Still at it. I had my first gain on Monday, and expected it. The weekend food had to have caused me to retain water, and today (after a day and a half of a very strict diet) I'm back down the gain, plus .8 more for a total of 2.4 pounds down today. 11.6 total at LAWL.
The very strict diet is two days of "Take Off" in which I drink 32 oz of LAWL's Take Off juice (spread out over 4 servings), eat 6 oz of protein, 2 veggies, and 2 LA Lite bars.... and that's it. No fruit, no starch, no dairy, no fat, no COFFEE.
It's been somewhat of a revelation to me, this scarcity of food. I've been exhausted, mentally out of it, partly because of the missing caffeine, but also because I can tell my body needs the fuel.
In the past, food as fuel hasn't been the way I think. Food as comfort, secret lover, celebration, healer, and drug is more like it. But somehow since I've gotten off of food as a drug, and since I've had so little of it the past day and a half, now I'm able to feel my body needing the food as fuel.

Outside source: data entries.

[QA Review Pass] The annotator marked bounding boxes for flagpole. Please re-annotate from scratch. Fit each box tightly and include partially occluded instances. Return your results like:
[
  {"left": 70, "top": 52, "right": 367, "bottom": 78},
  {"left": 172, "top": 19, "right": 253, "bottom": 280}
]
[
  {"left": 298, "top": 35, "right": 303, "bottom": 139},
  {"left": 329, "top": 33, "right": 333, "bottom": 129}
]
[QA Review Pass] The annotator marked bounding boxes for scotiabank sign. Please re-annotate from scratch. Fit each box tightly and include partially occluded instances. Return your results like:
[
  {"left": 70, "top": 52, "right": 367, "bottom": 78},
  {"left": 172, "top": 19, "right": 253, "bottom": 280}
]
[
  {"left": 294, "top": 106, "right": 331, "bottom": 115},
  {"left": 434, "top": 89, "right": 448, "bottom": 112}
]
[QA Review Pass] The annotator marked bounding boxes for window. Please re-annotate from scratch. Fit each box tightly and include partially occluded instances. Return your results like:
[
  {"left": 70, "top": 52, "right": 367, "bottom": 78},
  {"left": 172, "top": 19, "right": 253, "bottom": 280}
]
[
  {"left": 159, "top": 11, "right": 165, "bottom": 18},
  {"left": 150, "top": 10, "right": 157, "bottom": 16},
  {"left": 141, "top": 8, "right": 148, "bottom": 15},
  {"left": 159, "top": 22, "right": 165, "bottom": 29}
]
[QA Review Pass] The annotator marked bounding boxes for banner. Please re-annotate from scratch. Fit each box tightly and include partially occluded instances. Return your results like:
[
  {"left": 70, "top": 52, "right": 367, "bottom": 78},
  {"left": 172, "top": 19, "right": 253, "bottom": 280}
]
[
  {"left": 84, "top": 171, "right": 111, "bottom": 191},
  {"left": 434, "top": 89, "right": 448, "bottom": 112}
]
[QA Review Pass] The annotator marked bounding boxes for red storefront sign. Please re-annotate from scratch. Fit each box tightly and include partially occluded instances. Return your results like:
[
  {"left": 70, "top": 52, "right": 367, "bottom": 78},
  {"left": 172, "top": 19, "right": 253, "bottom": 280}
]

I cannot wait until I can have fruit tomorrow! And milk with my latte! And a piece of toast (diet bread, of course)! And, get this, I can't wait until I can eat 4 servings of veggies! That is truly shocking--looking forward to eating vegetables.
My sincerest hope is that I will stay on track, not get discouraged by set backs, and be ever vigilent in this pursuit of weight loss. I have a long way to go still-- 50.6 pounds --and I need to keep the faith that it will happen and I can do it.
I'm 11.6 pounds closer to reaching my goal than I was a month ago. That's something, at least.